Ogawa Station (緒川駅, Ogawa-eki) is a railway station in the town of Higashiura, Chita District, Aichi Prefecture, Japan, operated by Central Japan Railway Company (JR Tōkai).

==Overview==
Ogawa Station is served by the Taketoyo Line, and is located 3.1 kilometers from the starting point of the line at Ōbu Station.

== History==
The first Ogawa Station was opened in March 1886 following the opening of Taketoyo Line, which at the time connected Atsuta Station with Taketoyo Station. It was closed when Ōbu Station opened north of the station a year later. The village of Ogawa, which is now a part of Higashiura petitioned the Ministry of Communications to reopen the station to promote the village. As a result, the second Ogawa Station opened on March 1, 1900, as a passenger-only station on the Japanese Government Railways (JGR). Freight operations commenced from April 1, 1903, and the station building was reconstructed at that time.

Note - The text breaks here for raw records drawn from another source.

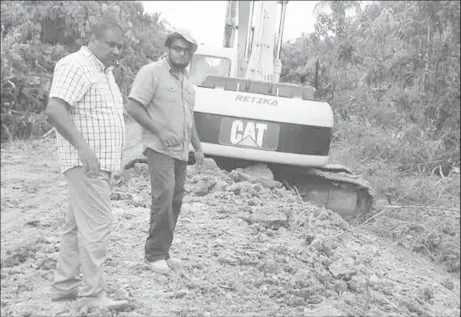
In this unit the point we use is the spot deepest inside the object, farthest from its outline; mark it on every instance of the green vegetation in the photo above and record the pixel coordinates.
(391, 72)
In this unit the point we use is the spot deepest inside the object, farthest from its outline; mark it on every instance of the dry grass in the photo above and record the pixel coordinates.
(402, 169)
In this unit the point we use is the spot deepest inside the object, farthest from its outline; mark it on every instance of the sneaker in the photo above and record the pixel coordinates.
(159, 266)
(104, 302)
(57, 295)
(174, 263)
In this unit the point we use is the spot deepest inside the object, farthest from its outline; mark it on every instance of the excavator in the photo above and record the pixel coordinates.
(245, 116)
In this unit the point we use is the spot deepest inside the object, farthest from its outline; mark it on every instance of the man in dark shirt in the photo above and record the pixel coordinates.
(162, 100)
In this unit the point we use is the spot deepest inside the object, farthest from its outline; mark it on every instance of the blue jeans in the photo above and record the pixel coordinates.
(168, 176)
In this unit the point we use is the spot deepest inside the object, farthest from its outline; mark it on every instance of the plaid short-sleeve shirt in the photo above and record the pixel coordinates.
(96, 109)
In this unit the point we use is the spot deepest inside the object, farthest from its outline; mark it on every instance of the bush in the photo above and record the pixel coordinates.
(36, 34)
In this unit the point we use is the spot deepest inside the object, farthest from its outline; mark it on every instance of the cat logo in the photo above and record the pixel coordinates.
(248, 133)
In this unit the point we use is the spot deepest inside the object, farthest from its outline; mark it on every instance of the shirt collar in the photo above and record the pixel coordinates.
(97, 62)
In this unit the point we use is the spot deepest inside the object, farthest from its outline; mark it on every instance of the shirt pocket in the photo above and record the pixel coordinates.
(170, 92)
(190, 97)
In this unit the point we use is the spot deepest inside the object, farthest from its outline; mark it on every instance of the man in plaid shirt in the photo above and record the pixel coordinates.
(86, 108)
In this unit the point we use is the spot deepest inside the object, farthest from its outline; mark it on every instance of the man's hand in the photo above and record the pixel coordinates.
(90, 162)
(169, 138)
(199, 158)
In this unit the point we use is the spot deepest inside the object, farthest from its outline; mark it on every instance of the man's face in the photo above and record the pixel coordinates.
(180, 53)
(109, 46)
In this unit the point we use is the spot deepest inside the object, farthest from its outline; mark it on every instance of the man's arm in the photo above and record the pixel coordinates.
(142, 92)
(140, 114)
(59, 116)
(68, 88)
(195, 139)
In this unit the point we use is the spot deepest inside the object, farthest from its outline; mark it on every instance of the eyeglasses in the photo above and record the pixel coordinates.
(178, 49)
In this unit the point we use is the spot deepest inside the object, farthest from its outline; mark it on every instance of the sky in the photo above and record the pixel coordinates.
(205, 19)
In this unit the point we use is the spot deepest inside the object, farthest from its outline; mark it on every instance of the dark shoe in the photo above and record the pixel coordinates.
(174, 263)
(104, 302)
(159, 266)
(57, 295)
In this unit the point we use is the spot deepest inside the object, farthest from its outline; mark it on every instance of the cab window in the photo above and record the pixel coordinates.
(203, 66)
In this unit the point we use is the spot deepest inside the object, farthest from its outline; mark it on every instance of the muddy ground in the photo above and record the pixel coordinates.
(241, 257)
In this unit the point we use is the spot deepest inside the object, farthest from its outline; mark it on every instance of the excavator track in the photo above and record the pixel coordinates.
(333, 186)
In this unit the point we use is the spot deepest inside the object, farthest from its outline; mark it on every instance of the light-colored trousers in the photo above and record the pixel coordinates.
(85, 235)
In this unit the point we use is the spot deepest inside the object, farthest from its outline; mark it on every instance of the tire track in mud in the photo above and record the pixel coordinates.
(231, 267)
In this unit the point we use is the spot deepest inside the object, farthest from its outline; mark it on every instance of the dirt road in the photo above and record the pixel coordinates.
(232, 267)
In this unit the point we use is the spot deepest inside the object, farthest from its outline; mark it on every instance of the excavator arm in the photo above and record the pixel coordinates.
(255, 44)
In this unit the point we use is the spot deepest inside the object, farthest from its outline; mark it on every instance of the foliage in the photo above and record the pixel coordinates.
(395, 65)
(35, 34)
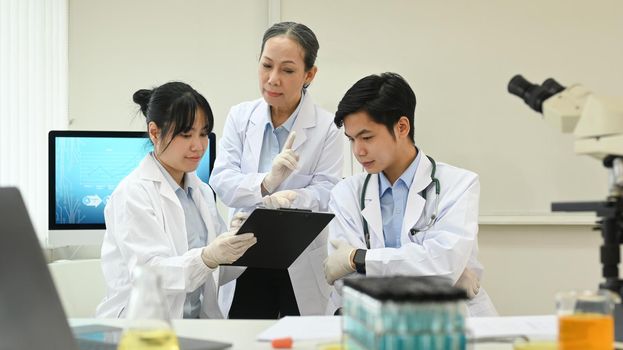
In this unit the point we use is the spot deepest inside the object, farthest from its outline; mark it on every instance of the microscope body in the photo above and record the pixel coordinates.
(597, 125)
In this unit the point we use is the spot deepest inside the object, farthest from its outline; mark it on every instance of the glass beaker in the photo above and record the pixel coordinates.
(148, 323)
(585, 320)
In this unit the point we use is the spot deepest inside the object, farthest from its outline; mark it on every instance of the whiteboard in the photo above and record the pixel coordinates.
(458, 57)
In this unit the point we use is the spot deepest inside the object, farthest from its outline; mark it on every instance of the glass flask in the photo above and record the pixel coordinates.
(148, 325)
(585, 320)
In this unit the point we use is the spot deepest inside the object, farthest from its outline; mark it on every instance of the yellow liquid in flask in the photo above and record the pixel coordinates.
(164, 339)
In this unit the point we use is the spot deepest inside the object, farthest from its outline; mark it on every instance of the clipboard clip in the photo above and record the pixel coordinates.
(296, 209)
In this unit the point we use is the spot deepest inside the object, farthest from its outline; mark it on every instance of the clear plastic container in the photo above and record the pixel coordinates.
(148, 326)
(403, 313)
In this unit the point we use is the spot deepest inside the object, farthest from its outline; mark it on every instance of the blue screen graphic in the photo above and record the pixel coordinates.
(88, 169)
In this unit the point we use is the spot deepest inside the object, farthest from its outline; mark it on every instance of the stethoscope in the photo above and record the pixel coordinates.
(413, 230)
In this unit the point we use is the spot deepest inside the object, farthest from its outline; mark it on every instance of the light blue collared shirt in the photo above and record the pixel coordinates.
(196, 232)
(274, 138)
(394, 202)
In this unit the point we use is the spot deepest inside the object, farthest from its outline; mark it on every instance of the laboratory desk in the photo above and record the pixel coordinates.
(242, 333)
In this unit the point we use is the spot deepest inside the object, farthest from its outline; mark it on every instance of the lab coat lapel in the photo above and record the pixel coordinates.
(306, 119)
(255, 135)
(372, 212)
(201, 204)
(171, 206)
(415, 202)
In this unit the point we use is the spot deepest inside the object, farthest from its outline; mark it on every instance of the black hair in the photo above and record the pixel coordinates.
(385, 97)
(301, 34)
(172, 106)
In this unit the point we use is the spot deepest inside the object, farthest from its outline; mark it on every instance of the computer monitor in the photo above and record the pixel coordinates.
(84, 169)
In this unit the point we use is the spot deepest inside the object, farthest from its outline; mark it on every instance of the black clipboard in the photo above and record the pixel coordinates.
(282, 235)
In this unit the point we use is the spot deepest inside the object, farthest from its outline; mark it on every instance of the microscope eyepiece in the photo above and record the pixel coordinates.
(533, 94)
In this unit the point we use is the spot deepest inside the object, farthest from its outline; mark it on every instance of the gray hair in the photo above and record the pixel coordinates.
(299, 33)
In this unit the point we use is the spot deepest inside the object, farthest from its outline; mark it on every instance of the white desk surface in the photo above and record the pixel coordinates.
(241, 333)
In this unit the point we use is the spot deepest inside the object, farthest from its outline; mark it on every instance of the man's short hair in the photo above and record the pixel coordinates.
(385, 97)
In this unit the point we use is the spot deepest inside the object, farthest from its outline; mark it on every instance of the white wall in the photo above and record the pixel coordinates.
(458, 57)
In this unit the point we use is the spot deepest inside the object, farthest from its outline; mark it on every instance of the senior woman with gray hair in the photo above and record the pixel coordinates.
(281, 150)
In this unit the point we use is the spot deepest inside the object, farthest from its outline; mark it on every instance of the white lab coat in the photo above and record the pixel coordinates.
(237, 182)
(145, 225)
(443, 250)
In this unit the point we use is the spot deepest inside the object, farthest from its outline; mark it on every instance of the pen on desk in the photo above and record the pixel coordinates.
(282, 343)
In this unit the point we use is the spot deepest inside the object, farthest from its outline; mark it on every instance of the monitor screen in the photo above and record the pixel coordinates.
(86, 166)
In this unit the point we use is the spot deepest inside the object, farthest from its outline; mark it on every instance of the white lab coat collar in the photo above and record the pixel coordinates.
(149, 171)
(306, 119)
(413, 211)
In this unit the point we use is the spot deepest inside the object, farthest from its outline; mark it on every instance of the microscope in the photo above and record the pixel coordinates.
(597, 125)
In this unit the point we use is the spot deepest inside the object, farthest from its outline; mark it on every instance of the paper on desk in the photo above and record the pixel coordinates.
(534, 327)
(304, 328)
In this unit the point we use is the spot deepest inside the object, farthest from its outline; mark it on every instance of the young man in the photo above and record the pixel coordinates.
(408, 215)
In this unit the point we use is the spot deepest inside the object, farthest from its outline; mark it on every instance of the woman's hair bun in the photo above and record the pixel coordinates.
(141, 97)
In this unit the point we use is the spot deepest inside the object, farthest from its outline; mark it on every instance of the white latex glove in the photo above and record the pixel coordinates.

The JGR became the Japan National Railway (JNR) after World War II. Freight operations were discontinued due to Kinuura Rinkai Railway Handa Line commencing operations and the freight-only line between the two lines were deconstructed on November 15, 1975. Small parcel operations were terminated on February 1, 1984. With the privatization and dissolution of the JNR on April 1, 1987, the station came under the control of the Central Japan Railway Company. Automatic turnstiles were installed in May 1992, and the TOICA system of magnetic fare cards was implemented in November 2006. On February 19, 1995, the station and the nearby section was elevated. Station numbering was introduced to the Taketoyo Line in March 2018; Ogawa Station was assigned station number CE02. As a part of JR Central's aim to make every station with more than 3,000 users per day accessible, a pair of elevators and multipurpose toilets have been installed in 2020.

==Station layout==
The station has two elevated opposed side platforms, with the station building located underneath. The station has automated ticket machines, TOICA automated turnstiles and is unattended. The station has two catch points at the end of the tracks. Like any other stations in Taketoyo Line, with an exception of Owari-Morioka Station, the station is interchangeable.

===Platforms===

| 1 | ■ Taketoyo Line | for Ōbu |
| 2 | ■ Taketoyo Line | for Taketoyo |

== Services ==
The station is primarily served by local service on the Taketoyo line between Obu and Taketoyo. Semi-rapid services providing through service to Nagoya Station depart during rush hours. Passenger trains serve the Ogawa Station for roughly 18.5 hours a day from 5:59 a.m. to 11:25 p.m. Trains depart the station roughly every 30 minutes during daytime, although up to four trains will depart on each platform during peak hours. In fiscal 2022, the station was used by an average of 3,311 passengers daily.

The roundabout located east of the station also serves as a bus terminal for services operated by Chita Noriai and Higashiura.